Twitter’s Google Docs Hack – A Warning For Cloud App Users

Twitter lost its data through a hack on Google Docs. Learn from this to be very careful how much trust you place on cloud apps and Web 2.0, says Eric Lundquist

Here’s the background. A hacker apparently was able to access the Google account of a Twitter employee. Twitter uses Google Docs as a method to create and share information. The hacker apparently got at the docs and sent them to TechCrunch, which decided to publish much of the information.

The entire event – not the first time Twitter has been hacked into through cloud apps – sent the Web world into a frenzy. How smart was Twitter to rely on Google applications? How can Google build up business-to-business trust when one hack opens the gates on corporate secrets? Were TechCrunch journalists right to publish stolen documents? Whatever happened to journalists using documents as a starting point for a story rather than the end point story in itself?

Alongside all this, what are the serious lessons that business execs and information technology professionals can learn from the Twitter/TechCrunch episode? Here are my suggestions:

1. Don’t confuse the cloud with secure, locked-down environments.
Cloud computing is all the rage. It makes it easy to scale up applications, design around flexible demand and make content widely accessible [in the UK, the Tory party is proposing more use of it by Government, and the Labour Government has appointed a Tsar of Twitter – Editor]. But the same attributes that make the cloud easy for everyone to access makes it, well, easy for everyone to access.

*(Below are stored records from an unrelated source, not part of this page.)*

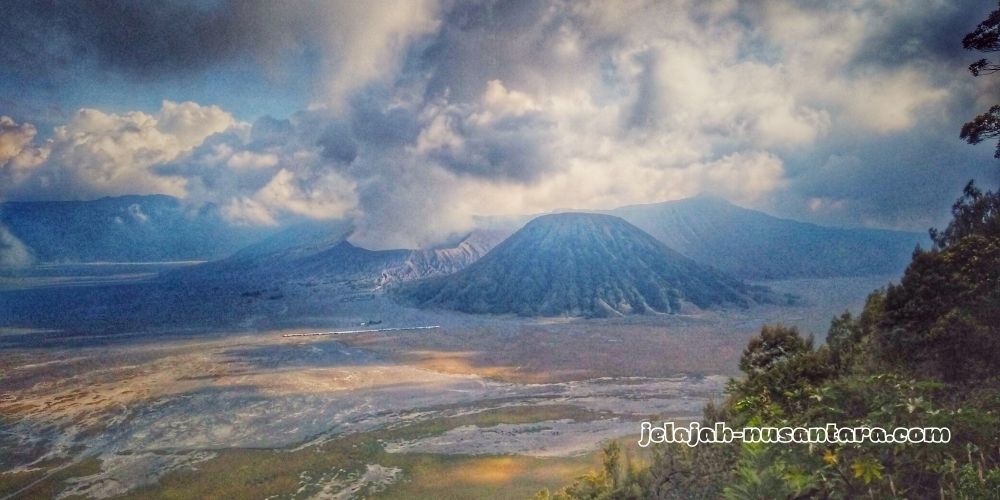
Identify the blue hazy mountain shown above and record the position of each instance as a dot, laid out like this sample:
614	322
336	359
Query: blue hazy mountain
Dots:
319	253
583	264
122	229
754	245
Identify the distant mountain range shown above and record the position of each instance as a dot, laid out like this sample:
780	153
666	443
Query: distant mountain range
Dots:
583	265
320	255
122	229
753	245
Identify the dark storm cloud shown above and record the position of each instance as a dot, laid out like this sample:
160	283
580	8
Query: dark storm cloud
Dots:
145	39
930	32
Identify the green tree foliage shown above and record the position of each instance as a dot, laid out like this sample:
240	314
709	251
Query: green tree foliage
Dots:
923	353
985	38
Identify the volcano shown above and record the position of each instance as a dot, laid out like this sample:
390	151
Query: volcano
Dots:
580	264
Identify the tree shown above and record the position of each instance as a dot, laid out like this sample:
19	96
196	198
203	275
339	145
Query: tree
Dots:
985	38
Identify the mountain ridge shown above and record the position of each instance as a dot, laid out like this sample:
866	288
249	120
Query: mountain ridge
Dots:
582	264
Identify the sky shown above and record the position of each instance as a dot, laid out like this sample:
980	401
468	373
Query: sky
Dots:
413	116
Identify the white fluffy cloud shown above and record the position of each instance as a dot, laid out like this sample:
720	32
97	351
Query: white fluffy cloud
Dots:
430	112
18	155
100	154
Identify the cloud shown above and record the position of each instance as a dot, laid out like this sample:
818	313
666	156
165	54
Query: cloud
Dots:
326	196
426	113
105	154
13	253
18	155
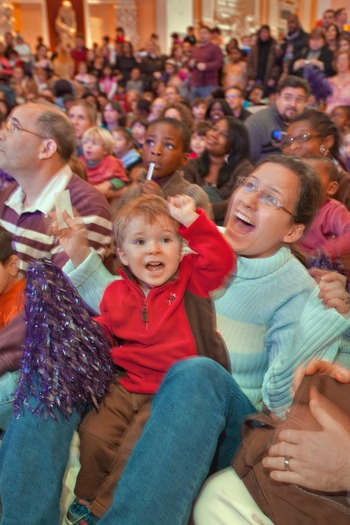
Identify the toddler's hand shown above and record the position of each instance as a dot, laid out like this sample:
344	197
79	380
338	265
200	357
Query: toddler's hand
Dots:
182	208
150	187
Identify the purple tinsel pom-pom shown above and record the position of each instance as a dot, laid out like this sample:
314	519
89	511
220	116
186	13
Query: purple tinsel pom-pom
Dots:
320	87
66	361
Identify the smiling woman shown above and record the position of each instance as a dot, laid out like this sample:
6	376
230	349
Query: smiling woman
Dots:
272	321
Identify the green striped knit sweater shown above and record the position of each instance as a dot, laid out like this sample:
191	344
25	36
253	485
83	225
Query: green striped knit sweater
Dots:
272	321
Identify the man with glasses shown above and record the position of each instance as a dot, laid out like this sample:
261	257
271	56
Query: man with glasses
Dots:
291	98
36	144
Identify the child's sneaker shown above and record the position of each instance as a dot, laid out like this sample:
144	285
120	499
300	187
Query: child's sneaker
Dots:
78	514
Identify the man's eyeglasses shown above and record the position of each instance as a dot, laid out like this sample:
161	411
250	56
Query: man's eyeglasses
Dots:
265	197
300	139
13	127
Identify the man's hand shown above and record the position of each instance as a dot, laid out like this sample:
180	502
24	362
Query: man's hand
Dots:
318	460
73	238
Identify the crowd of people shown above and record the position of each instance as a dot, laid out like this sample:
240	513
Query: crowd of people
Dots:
159	154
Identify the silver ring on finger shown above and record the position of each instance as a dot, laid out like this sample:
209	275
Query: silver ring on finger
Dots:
286	463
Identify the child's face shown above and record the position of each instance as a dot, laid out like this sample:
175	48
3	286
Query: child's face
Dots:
217	141
235	55
164	146
328	187
199	111
340	117
152	251
256	95
216	112
139	132
256	229
93	149
80	120
110	114
234	98
158	107
346	146
306	141
135	74
121	144
198	143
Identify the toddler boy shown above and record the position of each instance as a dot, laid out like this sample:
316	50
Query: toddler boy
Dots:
151	322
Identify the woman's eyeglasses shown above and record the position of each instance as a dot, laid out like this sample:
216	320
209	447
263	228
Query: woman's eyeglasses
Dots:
265	197
300	139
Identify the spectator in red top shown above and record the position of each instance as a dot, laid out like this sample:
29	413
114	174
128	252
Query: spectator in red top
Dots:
79	52
205	63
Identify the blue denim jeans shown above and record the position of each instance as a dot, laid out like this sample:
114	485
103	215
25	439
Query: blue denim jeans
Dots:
8	386
194	429
33	458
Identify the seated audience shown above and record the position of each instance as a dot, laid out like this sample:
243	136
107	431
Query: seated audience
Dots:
198	108
345	148
341	117
180	112
313	133
151	344
83	115
225	498
327	240
234	96
225	158
217	108
125	149
291	98
199	139
316	54
274	222
234	72
103	170
340	82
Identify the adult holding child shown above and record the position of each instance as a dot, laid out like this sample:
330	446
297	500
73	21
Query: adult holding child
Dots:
271	319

2. Cloud computing requires more, not less, stringent security procedures.>br /> In your own network would you defend your most vital corporate information with only a username and user-created password? I don’t think so. Recent surveys have found that Web 2.0 users are slack on security.

3. Putting security procedures in place after a hack is dumb.
Security should be a tiered approach. Non-vital information requires less security than, say, your company’s five-year plan, financials or salaries. If you don’t think about this stuff in advance you will pay for it when it appears on the evening news.

4. Don’t rely on the good will of others to build your security.
Take the initiative. I like the ease and access of Google applications, but I would never include those capabilities in a corporate security framework without a lengthy discussion about rights, procedures and responsibilities. I’d also think about having a white hat hacker take a look at what I was planning.

5. The older IT generation has something to teach the youngsters.
The world of business 2.0 is cool, exciting… and full of holes. Those grey haired guys in the server room grew up with procedures that might seem antiquated, but were designed to protect a company’s most important assets.

6. Consider compliance.
Compliance issues have to be considered whether you are going to keep your information on a local server you keep in a safe or a cloud computing platform. Finger-pointing will not satisfy corporate stakeholders or government enforcers.